All the while the unemployment rate has dropped back from a peak of 10 per cent to 5.3 per cent now. Few, other than the most grievous loons, dispute that the US economy is doing well. Yet if having cash rates at the “zero lower bound” was truly meant as a temporary or emergency policy setting -- then you’d think that the Fed would have dispensed with it by now. Oops.
Still think that bond yields are going to normalise? Seriously, think again. Global debt has surged by $US57 trillion since the GFC to about $US200 trillion, or nearly three times global GDP. Back in 2000 that figure was more like $US87 trillion, on McKinsey figures. Bringing rates back to any semblance of what we saw pre-GFC would cause a recession, and that’s what central banks are printing money to avoid.
If still surging global debt -- and an abject fear of secular stagnation -- wasn’t enough to keep rates ultra-low, then there is always reference to low inflation and weak wages growth. Ample reason to expect bond yields to remain at their new normal rates -- perhaps a bit higher, but not much.

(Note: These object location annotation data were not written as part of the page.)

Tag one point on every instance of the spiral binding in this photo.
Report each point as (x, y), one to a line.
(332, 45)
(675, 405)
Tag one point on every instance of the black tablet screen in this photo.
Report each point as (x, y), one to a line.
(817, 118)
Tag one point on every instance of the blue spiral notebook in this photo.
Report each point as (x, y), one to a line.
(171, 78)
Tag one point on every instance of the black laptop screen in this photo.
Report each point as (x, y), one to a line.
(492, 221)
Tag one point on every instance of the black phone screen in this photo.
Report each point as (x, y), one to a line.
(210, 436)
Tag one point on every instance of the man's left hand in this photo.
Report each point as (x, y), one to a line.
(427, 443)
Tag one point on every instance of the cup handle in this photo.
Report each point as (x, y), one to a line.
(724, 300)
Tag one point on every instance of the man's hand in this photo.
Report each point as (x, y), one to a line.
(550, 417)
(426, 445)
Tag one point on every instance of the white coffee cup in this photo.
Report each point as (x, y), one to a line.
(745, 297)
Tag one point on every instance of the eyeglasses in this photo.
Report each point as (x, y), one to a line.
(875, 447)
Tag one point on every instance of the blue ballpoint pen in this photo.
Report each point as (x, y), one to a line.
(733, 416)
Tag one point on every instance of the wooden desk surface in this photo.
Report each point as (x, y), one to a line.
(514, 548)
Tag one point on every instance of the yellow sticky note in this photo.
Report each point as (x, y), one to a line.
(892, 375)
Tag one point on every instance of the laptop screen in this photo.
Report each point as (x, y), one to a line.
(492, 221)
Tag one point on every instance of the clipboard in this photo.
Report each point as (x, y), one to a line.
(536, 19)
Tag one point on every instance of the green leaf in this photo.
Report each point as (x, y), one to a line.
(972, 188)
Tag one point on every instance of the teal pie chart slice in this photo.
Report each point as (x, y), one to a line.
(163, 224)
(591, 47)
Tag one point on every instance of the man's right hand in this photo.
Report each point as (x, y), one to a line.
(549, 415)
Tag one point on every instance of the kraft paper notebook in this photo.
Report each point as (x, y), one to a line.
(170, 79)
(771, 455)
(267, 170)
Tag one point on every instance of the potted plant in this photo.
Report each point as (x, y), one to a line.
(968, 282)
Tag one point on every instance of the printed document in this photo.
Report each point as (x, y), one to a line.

In any case, there is more reason to believe that, rather than being at a new normal, bond yields are back to normal. It’s all about perspective. Viewed from the 1970s and 80s, bond yields are scarily low. Yet on a longer time frame, they don’t look so low. In fact in the 100 years from 1870 to 1970, the US 10-year yield spent most of the time -- nearly all of it -- between 2-4 per cent. Why is that important? Because it makes debt repayments much more affordable, and housing much more affordable. If that is the case, then property is unequivocally cheap, and still very affordable. Just as the good doctor says.